Please, people. Can't we get a grip? You don't have to be an apologist for Harvey Weinstein to say things aren't quite that bad. And you've got to wonder if the #MeToo meme – as powerful as it is – is going to lead us any closer to solutions.
One problem is language creep. There are degrees of harassment and abuse. Some types are common and relatively harmless; some are terrible and relatively rare. Personally, I don't think that getting an unwanted shoulder massage in the office is in any way comparable to being attacked and overpowered in a hotel room. Yet we tend to use the language of abuse indiscriminately. As abuse victims are rebranded as "survivors," the elevation of lesser sex offences to traumatic events does no service to people who have suffered far more serious harms.
Another problem is the popular sentiment that we must teach men not to rape. They have to realize that it's wrong! As Canadian professor Gerald Walton argued on HuffPo, men must become more sensitized to rape culture and the difference between right and wrong. "Harvey Weinstein … would have benefited from such an education," he wrote.
Actually, no, he wouldn't have. Men know rape is wrong. Unfortunately they do it anyway. Some get their kicks from crossing lines and dominating other people.
As Bloomberg's Megan McArdle points out, sex abuse is one form of antisocial behaviour, and antisocial behaviour is hardwired into the human condition. These people know the rules but they don't care. People with antisocial personality disorder make up roughly 1 per cent of the adult U.S. population. Three-quarters of them are men. A lot of them are online, trolling.
It's true that men commit almost all the sex crimes. That seems unfair. But men commit almost all the other crimes as well. And although women are the overwhelming victims of sex crimes, the overwhelming victims of general crimes are other men.
People with antisocial personality disorder are overrepresented in the criminal class. They can also be a huge success in business. Fortunately, this trait is far less tolerated in the corporate world than it once was. Officially, today's big organizations have zero tolerance for abusive behaviour – especially sexually abusive behaviour – not only for liability reasons, but because laws and social norms have changed.
Unofficially, these problems remain all too real. This is especially the case when the stakes are high, the power imbalances are extreme, the culture is traditionally hierarchical and macho, supply and demand are insanely mismatched (as in the entertainment industry), and temptation is close at hand. Fields where abuse is or has been acute include competitive sports (especially those involving young female athletes), religion (the Catholic Church), law enforcement (RCMP), and modelling. Insurance and accounting? Not so much.
The outpouring of confession and outrage on #MeToo makes for deeply depressing reading.
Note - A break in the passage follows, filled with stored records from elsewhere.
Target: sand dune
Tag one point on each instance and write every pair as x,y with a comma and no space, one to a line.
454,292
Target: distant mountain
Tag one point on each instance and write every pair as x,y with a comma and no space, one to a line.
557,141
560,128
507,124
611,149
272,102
It makes it easy to conclude that sexual assault really is ubiquitous, and that, as Lindy West wrote in The New York Times, we live in a world of "confidence lost, jobs quit, careers stalled, women's influence diminished, men's power entrenched."
But that is simply not my experience, nor is it the experience – so far as I know – of most of my female friends and acquaintances. I wouldn't presume to generalize about the lives of other women, because I'm not them, and I do think that predators can spot women who are especially vulnerable. All I can say is that most of the abuse my friends and I have encountered has been relatively harmless. It peaked in our teens and twenties and tailed off sharply as we passed our prime. The standard menu includes sidewalk catcalls, being trailed on the street at night, dates who wouldn't desist until we got really angry, a few flashers on the subway or in public parks who sometimes also masturbated, men who rubbed against us on the streetcar, bosses who tried to kiss us when we were teenage waitresses, a handful of overly friendly colleagues, someone's dad who made a pass when we were underage.
All these things happened to me. All of them were wrong (especially the dad). But none of it wrecked my life, and I would never call myself a victim. As many women can attest, some of these experiences are simply part of urban life, like having your bike or your purse stolen. We can do our best to reduce the nuisance, but we can never reduce it to zero.
I loathe predatory men as much as anybody does. I know the devastation they can do. I also think that if we want to make some progress, we need to turn down the volume on the outrage machine.